The new guidelines look to consolidate China’s extremely dispersed pig farming industry:
- “Local governments and ministries should promote large-scale pig farming and reduce the number of small pig farms to improve biosecurity levels in the sector, the State Council said in the document published on its website.”
- “The government will provide production subsidies to large-scale pig farms in areas heavily affected by the disease, and encourage major consumption areas to expand pig production to improve self-sufficiency in supplies, the cabinet said.”
Get smart: The biggest obstacle to large-scale farming is the difficulty of transferring rural land use rights. Wednesday’s guidelines don’t even mention the issue.

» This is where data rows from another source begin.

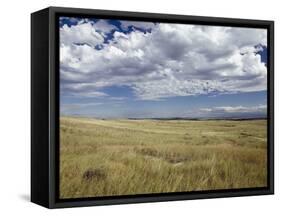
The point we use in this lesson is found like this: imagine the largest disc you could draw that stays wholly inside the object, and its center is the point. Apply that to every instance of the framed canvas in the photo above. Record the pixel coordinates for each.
(138, 107)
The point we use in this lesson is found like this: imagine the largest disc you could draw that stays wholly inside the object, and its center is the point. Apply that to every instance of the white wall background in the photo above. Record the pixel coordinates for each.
(15, 107)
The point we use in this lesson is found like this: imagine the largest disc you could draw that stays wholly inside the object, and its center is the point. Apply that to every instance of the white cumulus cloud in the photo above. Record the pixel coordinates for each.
(170, 60)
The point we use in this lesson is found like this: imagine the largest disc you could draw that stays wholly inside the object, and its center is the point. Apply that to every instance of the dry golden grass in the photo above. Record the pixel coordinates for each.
(120, 157)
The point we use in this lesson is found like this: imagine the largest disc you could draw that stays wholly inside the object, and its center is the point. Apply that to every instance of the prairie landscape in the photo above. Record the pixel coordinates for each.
(121, 156)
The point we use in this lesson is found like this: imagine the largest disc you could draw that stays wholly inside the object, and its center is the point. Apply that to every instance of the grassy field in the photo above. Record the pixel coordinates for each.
(119, 157)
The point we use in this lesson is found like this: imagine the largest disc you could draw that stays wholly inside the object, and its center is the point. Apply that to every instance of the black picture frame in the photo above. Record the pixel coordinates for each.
(45, 107)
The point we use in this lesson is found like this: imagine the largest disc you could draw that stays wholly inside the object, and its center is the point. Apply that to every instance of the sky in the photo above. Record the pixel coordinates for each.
(130, 69)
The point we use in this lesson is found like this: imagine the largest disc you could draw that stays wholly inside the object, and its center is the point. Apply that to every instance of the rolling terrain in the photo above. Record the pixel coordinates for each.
(122, 156)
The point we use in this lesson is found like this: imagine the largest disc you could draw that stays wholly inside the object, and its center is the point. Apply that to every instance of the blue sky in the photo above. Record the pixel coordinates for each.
(123, 69)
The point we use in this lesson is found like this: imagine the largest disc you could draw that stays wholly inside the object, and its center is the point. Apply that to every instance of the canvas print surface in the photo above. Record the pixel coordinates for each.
(149, 107)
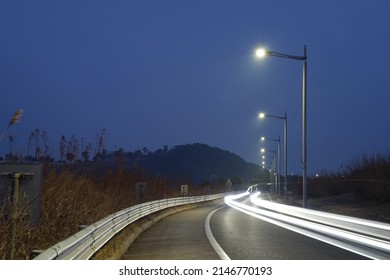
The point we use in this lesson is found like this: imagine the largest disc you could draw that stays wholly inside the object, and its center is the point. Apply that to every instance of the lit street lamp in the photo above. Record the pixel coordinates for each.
(273, 165)
(262, 115)
(278, 169)
(262, 53)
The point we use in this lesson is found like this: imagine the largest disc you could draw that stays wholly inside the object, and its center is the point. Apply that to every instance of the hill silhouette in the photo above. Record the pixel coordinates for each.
(200, 164)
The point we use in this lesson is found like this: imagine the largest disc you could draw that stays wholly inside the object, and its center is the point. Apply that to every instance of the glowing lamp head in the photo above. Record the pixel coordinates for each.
(261, 53)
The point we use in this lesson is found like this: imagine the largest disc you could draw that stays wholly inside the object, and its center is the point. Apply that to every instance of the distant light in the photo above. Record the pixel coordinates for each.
(260, 52)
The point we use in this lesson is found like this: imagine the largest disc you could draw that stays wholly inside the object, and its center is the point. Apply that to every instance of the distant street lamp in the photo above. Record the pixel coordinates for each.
(263, 115)
(262, 53)
(278, 170)
(273, 164)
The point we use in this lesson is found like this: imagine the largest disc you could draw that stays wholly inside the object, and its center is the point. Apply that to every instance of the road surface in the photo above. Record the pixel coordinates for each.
(183, 236)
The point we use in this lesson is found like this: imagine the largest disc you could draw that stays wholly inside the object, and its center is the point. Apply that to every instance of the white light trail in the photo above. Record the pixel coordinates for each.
(367, 238)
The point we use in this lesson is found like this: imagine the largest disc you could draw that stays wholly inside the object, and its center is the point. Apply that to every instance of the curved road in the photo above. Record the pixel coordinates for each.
(183, 236)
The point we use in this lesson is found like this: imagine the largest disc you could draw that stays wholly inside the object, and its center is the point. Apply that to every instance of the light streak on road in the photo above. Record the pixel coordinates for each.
(367, 238)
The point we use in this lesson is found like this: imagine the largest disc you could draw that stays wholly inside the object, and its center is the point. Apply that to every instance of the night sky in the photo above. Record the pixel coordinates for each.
(172, 72)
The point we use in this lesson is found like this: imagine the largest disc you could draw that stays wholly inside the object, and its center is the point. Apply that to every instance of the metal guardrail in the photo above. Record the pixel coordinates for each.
(85, 243)
(364, 237)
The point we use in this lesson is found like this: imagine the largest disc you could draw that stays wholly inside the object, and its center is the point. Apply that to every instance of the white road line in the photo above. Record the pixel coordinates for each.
(217, 248)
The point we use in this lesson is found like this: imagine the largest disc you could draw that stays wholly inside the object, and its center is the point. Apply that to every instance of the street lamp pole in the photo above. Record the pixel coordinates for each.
(262, 53)
(278, 169)
(262, 115)
(273, 165)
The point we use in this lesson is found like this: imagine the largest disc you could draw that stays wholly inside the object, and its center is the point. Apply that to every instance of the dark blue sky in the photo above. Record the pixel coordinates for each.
(157, 73)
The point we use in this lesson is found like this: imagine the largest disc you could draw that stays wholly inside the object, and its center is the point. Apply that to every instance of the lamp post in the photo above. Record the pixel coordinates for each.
(262, 53)
(273, 165)
(278, 170)
(262, 115)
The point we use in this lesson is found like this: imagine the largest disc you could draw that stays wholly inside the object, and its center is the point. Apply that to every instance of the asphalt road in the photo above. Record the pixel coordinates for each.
(242, 237)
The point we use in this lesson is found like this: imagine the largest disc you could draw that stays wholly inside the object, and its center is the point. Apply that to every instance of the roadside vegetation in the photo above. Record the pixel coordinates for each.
(88, 183)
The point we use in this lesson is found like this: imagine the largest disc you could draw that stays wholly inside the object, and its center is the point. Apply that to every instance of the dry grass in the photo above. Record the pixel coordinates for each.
(77, 195)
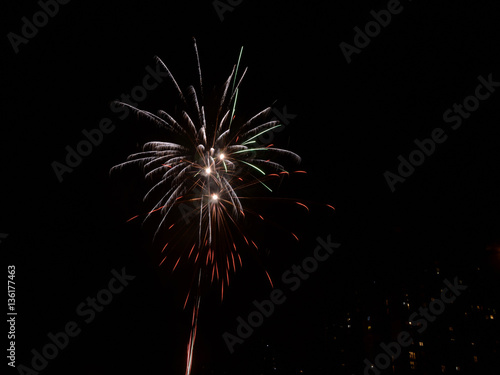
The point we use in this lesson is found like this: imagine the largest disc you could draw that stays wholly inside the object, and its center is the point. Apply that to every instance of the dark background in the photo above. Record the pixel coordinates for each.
(353, 120)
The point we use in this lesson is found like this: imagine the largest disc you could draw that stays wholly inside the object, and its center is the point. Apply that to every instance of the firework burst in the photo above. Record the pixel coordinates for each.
(210, 166)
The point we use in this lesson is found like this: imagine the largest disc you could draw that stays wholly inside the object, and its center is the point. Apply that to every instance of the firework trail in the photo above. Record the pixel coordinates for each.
(210, 165)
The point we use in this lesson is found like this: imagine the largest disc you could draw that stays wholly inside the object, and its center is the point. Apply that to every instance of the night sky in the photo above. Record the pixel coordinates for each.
(349, 121)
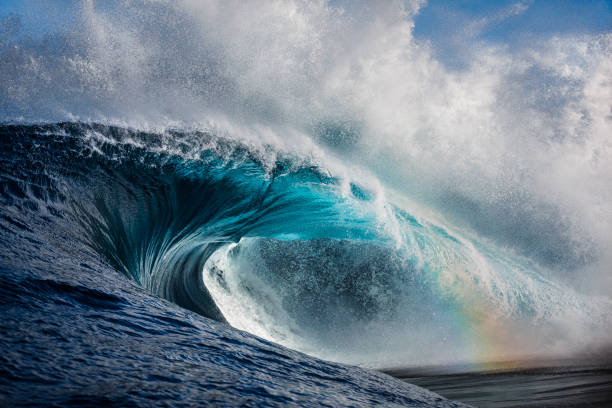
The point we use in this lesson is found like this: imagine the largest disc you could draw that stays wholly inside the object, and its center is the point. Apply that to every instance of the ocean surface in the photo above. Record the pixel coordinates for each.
(270, 203)
(83, 318)
(560, 383)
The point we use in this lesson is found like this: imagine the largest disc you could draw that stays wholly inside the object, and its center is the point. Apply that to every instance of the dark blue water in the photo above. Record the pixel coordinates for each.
(101, 295)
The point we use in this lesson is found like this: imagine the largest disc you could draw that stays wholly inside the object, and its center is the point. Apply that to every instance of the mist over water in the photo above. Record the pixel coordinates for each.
(477, 199)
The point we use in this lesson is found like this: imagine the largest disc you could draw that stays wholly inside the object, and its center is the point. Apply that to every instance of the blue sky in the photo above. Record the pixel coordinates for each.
(447, 25)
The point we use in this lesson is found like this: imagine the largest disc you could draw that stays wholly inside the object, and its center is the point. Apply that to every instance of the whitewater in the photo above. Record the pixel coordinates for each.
(227, 203)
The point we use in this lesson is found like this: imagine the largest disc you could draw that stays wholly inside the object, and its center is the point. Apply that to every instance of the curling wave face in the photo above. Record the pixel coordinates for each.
(275, 245)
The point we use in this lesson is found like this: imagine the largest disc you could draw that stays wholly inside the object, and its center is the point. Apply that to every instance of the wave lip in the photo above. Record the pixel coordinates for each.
(281, 248)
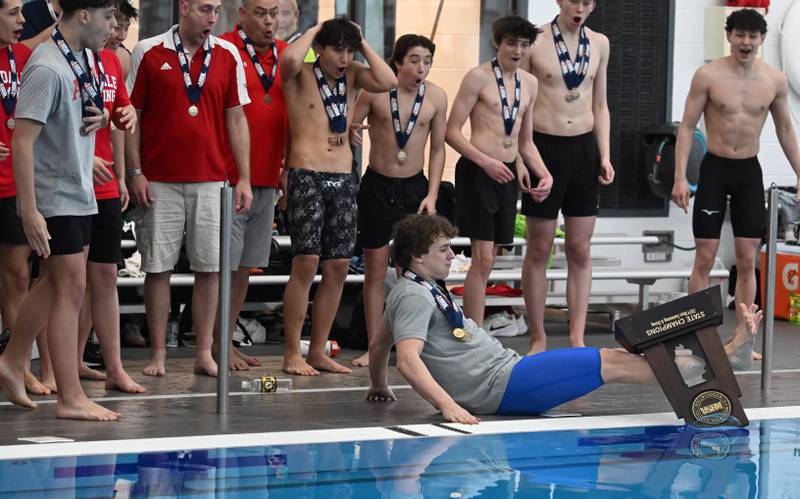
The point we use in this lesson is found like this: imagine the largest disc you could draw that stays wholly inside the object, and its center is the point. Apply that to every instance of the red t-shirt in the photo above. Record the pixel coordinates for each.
(177, 147)
(21, 55)
(115, 96)
(268, 123)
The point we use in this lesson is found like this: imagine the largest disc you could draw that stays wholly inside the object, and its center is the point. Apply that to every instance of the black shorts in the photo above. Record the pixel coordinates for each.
(742, 180)
(69, 234)
(485, 209)
(574, 163)
(10, 224)
(384, 201)
(322, 213)
(106, 232)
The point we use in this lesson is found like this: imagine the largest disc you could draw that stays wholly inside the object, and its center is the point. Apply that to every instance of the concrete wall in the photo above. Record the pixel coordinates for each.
(689, 32)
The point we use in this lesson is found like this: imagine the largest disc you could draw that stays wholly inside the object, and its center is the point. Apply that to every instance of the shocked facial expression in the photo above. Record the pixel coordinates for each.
(198, 18)
(119, 34)
(11, 22)
(435, 264)
(416, 65)
(334, 61)
(745, 44)
(512, 51)
(260, 21)
(575, 12)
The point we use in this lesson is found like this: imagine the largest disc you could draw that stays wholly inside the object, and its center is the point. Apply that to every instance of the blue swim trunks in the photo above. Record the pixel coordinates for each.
(548, 379)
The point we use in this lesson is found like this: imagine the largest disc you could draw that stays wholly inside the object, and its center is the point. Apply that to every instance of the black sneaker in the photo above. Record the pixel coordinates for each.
(93, 357)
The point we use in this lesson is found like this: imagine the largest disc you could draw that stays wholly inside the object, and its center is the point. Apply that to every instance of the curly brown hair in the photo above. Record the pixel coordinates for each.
(414, 235)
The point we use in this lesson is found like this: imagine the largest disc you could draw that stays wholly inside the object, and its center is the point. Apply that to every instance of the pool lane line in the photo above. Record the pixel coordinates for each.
(456, 430)
(405, 431)
(339, 435)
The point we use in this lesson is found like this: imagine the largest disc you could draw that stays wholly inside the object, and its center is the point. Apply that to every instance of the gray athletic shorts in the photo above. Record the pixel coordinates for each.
(251, 233)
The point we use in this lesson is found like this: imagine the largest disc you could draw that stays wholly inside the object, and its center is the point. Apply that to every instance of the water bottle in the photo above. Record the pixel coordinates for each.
(173, 332)
(267, 384)
(331, 347)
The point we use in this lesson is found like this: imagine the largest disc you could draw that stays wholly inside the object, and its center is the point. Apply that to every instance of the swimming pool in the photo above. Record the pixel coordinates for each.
(762, 460)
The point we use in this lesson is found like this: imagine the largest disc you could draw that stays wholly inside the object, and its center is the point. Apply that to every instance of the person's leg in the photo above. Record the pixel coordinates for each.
(746, 250)
(159, 236)
(67, 275)
(157, 304)
(541, 232)
(15, 360)
(237, 361)
(323, 313)
(376, 262)
(705, 253)
(483, 255)
(295, 307)
(102, 279)
(204, 312)
(579, 274)
(14, 280)
(84, 331)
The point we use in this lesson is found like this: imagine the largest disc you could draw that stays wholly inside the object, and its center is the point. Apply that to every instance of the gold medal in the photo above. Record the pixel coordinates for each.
(572, 96)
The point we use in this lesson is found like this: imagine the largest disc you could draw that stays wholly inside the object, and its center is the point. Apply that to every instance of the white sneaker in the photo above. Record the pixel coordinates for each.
(501, 324)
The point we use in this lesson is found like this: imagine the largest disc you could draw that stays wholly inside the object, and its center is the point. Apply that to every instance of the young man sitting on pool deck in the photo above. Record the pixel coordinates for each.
(461, 370)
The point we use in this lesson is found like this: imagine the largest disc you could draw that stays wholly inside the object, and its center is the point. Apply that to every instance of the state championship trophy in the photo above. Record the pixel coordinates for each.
(679, 339)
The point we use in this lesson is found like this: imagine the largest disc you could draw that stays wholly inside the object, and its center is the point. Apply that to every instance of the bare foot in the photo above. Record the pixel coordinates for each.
(86, 372)
(325, 363)
(122, 382)
(85, 410)
(204, 364)
(251, 361)
(295, 364)
(537, 346)
(49, 381)
(362, 361)
(157, 365)
(34, 386)
(13, 383)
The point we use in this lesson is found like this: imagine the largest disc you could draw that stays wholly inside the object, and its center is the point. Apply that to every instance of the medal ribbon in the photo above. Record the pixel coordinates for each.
(91, 85)
(9, 97)
(266, 80)
(192, 91)
(454, 314)
(52, 10)
(402, 137)
(573, 72)
(509, 115)
(335, 102)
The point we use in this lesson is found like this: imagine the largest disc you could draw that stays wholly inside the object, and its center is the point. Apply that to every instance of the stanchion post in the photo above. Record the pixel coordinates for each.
(224, 308)
(769, 289)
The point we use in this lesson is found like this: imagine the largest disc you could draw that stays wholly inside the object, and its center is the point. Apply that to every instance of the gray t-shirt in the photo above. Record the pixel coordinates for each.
(61, 155)
(474, 372)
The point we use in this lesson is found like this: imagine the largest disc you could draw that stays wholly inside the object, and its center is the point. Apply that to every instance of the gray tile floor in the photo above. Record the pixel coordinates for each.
(182, 404)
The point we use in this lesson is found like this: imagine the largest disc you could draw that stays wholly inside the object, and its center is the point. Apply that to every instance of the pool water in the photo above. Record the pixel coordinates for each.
(762, 460)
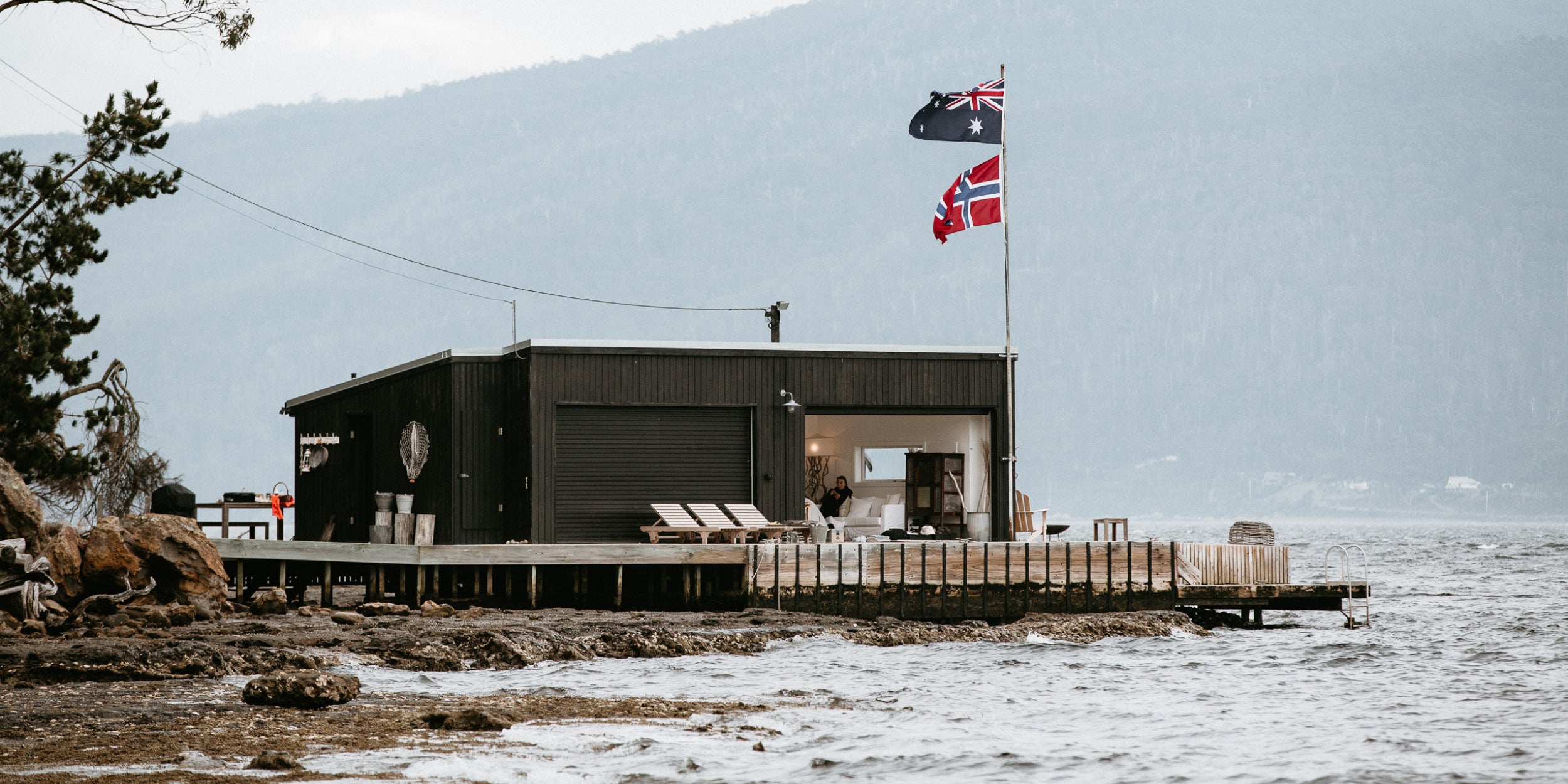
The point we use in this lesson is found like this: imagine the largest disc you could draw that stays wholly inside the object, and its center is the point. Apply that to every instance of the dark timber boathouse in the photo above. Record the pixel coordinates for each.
(569, 441)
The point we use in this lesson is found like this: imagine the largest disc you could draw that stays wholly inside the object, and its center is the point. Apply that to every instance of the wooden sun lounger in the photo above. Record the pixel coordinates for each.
(753, 519)
(675, 522)
(1024, 519)
(711, 516)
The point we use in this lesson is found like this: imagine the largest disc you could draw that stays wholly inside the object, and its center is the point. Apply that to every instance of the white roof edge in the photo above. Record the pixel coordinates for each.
(720, 346)
(645, 344)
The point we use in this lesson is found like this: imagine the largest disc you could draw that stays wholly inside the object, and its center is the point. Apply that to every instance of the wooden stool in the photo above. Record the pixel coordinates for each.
(1111, 524)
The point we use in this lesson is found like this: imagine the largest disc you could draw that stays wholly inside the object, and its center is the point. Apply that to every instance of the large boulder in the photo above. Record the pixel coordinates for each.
(183, 559)
(165, 548)
(107, 560)
(306, 689)
(63, 551)
(21, 516)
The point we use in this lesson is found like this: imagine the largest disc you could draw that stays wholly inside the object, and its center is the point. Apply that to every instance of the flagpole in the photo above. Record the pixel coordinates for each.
(1007, 320)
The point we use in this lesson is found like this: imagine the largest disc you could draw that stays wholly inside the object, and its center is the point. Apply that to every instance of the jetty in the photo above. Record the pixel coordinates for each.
(940, 581)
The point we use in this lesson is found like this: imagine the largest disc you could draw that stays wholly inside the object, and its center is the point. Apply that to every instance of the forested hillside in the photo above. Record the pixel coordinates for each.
(1325, 240)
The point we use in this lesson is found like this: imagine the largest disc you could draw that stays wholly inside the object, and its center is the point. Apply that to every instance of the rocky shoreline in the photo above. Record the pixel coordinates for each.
(477, 638)
(142, 703)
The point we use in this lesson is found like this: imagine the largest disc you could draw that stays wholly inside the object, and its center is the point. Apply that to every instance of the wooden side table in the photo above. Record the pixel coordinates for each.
(1111, 524)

Get smarter: Rising pork prices will further constrain room for monetary easing. It’s one more reason we don’t expect large-scale stimulus.
Reuters:China has shown ‘shortcomings’ in bid to contain African swine fever: cabinet
5.Beijing to leave Hong Kong to Hong Kong – for now
Ever since protests kicked off in Hong Kong a few weeks ago, the big question has been – what will Beijing do?
The SCMP has some insight into Beijing’s thinking:
- “The bottom line for Beijing is to keep Hong Kong stable and to avoid bloodshed.”
- “’The strategy is to avoid escalation of violent confrontation and remain calm but firm over the principle issues,’ the source said.”
Thus far, Beijing has taken a relatively hands-off approach. But that doesn’t mean they aren’t watching closely:
- “A task force from Beijing has been stationed in Shenzhen since June 9…to assess the facts on the ground, sources have told the Post.”
- “’As of Tuesday, they were still in Shenzhen assessing the situation, reviewing the strategy and discussing the way forward,’ a source said.”
- “All relevant mainland Chinese ministries… have recently sent officials to the city to gather intelligence.”
Get smart: Thus far Beijing has been relatively restrained in its response to developments in Hong Kong. But the PRC won’t hesitate to step in if they think things are getting out of control.